I have a different perspective than @valerio92. My perspective is that it depends on (a) how you define an irreversible isobaric- or isothermal process and (b) whether you are including just the system, or the system plus surroundings. Let's assume that the answer to (b) is that you are including just the system. Now, let's consider (a).

If you define an irreversible isobaric process as one in which the initial pressure is $p_0$, and the external force per unit area applied to the system is also $p_0$ for the entire process path, while you vary the temperature at the system boundary in some arbitrary way T(t) between $T_0$ and $T_1$, then the entropy change for this path will be the same as for a reversible path between the same two end (equilibrium) states.

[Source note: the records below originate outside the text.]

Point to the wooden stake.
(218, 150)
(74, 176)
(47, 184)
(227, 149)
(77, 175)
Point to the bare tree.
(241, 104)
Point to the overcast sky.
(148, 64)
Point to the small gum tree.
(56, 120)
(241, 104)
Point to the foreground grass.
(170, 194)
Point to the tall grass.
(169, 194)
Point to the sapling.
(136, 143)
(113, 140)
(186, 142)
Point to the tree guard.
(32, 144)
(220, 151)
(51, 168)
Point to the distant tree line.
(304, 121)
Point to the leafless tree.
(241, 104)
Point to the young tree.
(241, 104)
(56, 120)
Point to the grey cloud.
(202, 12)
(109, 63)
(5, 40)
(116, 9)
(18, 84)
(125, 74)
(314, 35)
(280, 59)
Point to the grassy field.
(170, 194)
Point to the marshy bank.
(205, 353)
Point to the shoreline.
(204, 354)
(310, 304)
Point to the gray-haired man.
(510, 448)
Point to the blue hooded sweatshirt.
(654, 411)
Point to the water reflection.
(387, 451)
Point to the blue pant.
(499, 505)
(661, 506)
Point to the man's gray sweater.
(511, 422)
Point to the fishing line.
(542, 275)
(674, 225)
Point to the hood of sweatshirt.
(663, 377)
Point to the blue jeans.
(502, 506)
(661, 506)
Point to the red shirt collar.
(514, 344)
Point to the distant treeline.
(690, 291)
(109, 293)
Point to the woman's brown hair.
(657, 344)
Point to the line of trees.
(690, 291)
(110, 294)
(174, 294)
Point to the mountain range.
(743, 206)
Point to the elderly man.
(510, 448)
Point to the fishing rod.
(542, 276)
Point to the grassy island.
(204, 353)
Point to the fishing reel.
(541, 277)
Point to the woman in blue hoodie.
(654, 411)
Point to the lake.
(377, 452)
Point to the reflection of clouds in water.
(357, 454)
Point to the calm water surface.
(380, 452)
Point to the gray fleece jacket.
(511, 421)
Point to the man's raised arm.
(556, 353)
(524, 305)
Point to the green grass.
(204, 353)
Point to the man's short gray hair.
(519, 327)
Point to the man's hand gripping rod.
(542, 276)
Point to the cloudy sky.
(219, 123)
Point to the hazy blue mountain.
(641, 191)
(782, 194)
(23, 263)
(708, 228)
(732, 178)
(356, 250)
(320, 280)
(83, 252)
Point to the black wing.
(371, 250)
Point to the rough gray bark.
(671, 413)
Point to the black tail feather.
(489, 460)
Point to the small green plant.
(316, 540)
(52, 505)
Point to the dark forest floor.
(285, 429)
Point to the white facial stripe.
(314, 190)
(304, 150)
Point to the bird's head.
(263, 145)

However, during the irreversible path, there will be entropy generated within the system which is transferred through the boundary to the surroundings during the process, over and above the entropy that is exchanged with the surroundings during the reversible path.

A second definition of an irreversible isobaric process is one in which the initial pressure of the system is $p_0$, but, at time zero, you suddenly change the external force per unit area applied to the system to $p_1$, and hold it constant at this value for all subsequent times; in this scenario, we also assume that the temperature of the boundary is held at $T_0$ for both the reversible and irreversible cases. In this case, the reversible process between the two end states would, of course, be quite different, but the entropy change would be the same. Here again, entropy would be generated within the system for the irreversible change, and this entropy would be transferred through the boundary to the surroundings during the process, over and above the entropy that is exchanged with the surroundings during the reversible path.

The same types of considerations could be applied to what we call isothermal processes. So, the real question is, what do you define as an isothermal or isobaric process?